Small churches are the most common, normative, resilient, effective, and multipliable facet of the gathered body of Christ.

In my previous article, If Small Churches Are Essential, Why Are We Not Fulfilling Our Potential? I wrote about the central role that smaller congregations play in the body of Christ, alongside our big-church friends.

However, we need to be careful not to swing the pendulum so far that we start idealizing, romanticizing or even idolizing the small church. Here are 7 reasons why:

1. It’s Inaccurate

We love the idea of the little white chapel on the hill where everything is right with the world.

That may look nice in a painting, but it’s not realistic. It never has been.

There has never been an ideal church. Including in the first century. If the early church had been perfect, most of the New Testament letters that we honor so much (and justifiably so) would have never been written. Click To Tweet

There has never been an ideal church. Including in the first century. If the early church had been perfect, most of the New Testament letters that we honor so much (and justifiably so) would have never been written.

2. It’s A Fantasy

Living in the fantasy world of the ideal church is dangerous.

When we romanticize the small church, or any church, we stop being clear-eyed about its true nature. Then we stop seeing their inevitable problems and are more likely to be overwhelmed and hurt when problems arise – which they always do.

It’s much better to have an accurate understanding of the blessings and challenges of the church than to wade in naively only to be surprised when normal human problems inevitably pop up.

3. It Makes It Harder To Get Necessary Resources

Idealizing small churches leads to ignorance about the real-world challenges we face. This harmful disconnect is a huge reason why it’s so hard to find the real-world, boots-on-the-ground assistance we need.

As I mentioned in my previous article, we need more resources that are small-church-specific. It’s not possible to adapt most current church resources to the typical-size church.

We need more resources that are small-church-specific. It’s not possible to adapt most current church resources to the typical-size church. Click To Tweet

Some of the reason for that is a devaluing of the small church experience, some is straight-up ignorance about small church realities, but much of it can be attributed to an idealization of the small church experience.

4. It’s Condescending

You know that look you give a little kid when they try to do something to help around the house, even though you know you’ll have to clean up their mess later?

Many attempts to idealize smaller congregations feel like that.

Small churches are not lesser versions of larger churches. We’re fully-functioning, highly-contributing, disciple-making members of the body of Christ.

5. It Attracts The “Wrong” Pastors

There are no wrong pastors.

But there’s often the wrong fit for the church.

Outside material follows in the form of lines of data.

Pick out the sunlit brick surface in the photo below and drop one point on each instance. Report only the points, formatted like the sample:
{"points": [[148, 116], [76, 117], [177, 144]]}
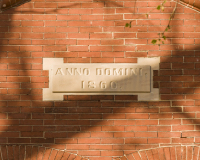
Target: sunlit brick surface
{"points": [[165, 153], [89, 31], [21, 152]]}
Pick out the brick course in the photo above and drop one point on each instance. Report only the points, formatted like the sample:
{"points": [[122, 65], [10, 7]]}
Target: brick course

This happens when a new pastor walks into a smaller congregation with rose-tinted glasses.

Small churches need pastors who are loving and kind, but also energetic, realistic, and adept at problem-solving. But most small churches – especially in rural areas – tend to attract pastors who are either 1) young and energetic but naïve, or 2) older and experienced, but ready to retire.

This leads to . . .

6. It Speeds Up The Pastoral Change Cycle

A bad match-up of pastor-to-congregation tends to be short-lived, which often starts a series of short-term pastorates.

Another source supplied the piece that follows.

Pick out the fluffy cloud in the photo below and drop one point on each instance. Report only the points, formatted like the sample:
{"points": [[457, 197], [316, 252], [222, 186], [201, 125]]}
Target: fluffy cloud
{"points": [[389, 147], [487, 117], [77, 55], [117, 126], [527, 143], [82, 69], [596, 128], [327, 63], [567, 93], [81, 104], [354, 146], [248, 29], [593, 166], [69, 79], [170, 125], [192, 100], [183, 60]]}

So we have a subset of small churches who go year-after-year, even decade-after-decade, in a constant cycle of pastoral turnover.

There may be no more certain way to guarantee a church’s slide into permanent mediocrity than a constant change of pastoral leadership.

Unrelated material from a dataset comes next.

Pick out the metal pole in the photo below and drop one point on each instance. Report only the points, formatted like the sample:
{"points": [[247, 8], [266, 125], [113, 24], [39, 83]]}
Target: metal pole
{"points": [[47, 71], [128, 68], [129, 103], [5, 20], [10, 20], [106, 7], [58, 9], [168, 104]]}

7. It Makes Better Small Church Ministry Harder

Small churches are not ideal.

But they are no more problematic than our big church counterparts.

The challenges of the small church are real, but they can be overcome if they’re seen accurately and addressed properly.

The challenges of the small church are real, but they can be overcome if they’re seen accurately and addressed properly. Click To Tweet

But if we start with a romanticized view of them, it’s impossible to make the needed improvements. After all, how can you improve on what’s already ideal?

Let’s Get This Right

Small churches have a lot to offer. To our communities, their congregations, the pastors who serve them, and the entire body of Christ.

It’s been said that the first job of leadership is to define reality.

Demonizing small churches is not realistic. Neither is idealizing or romanticizing them.

Instead, let’s see them for what they really are. Let’s serve and lead them well.

Then stand back and see what God can do through them – and us.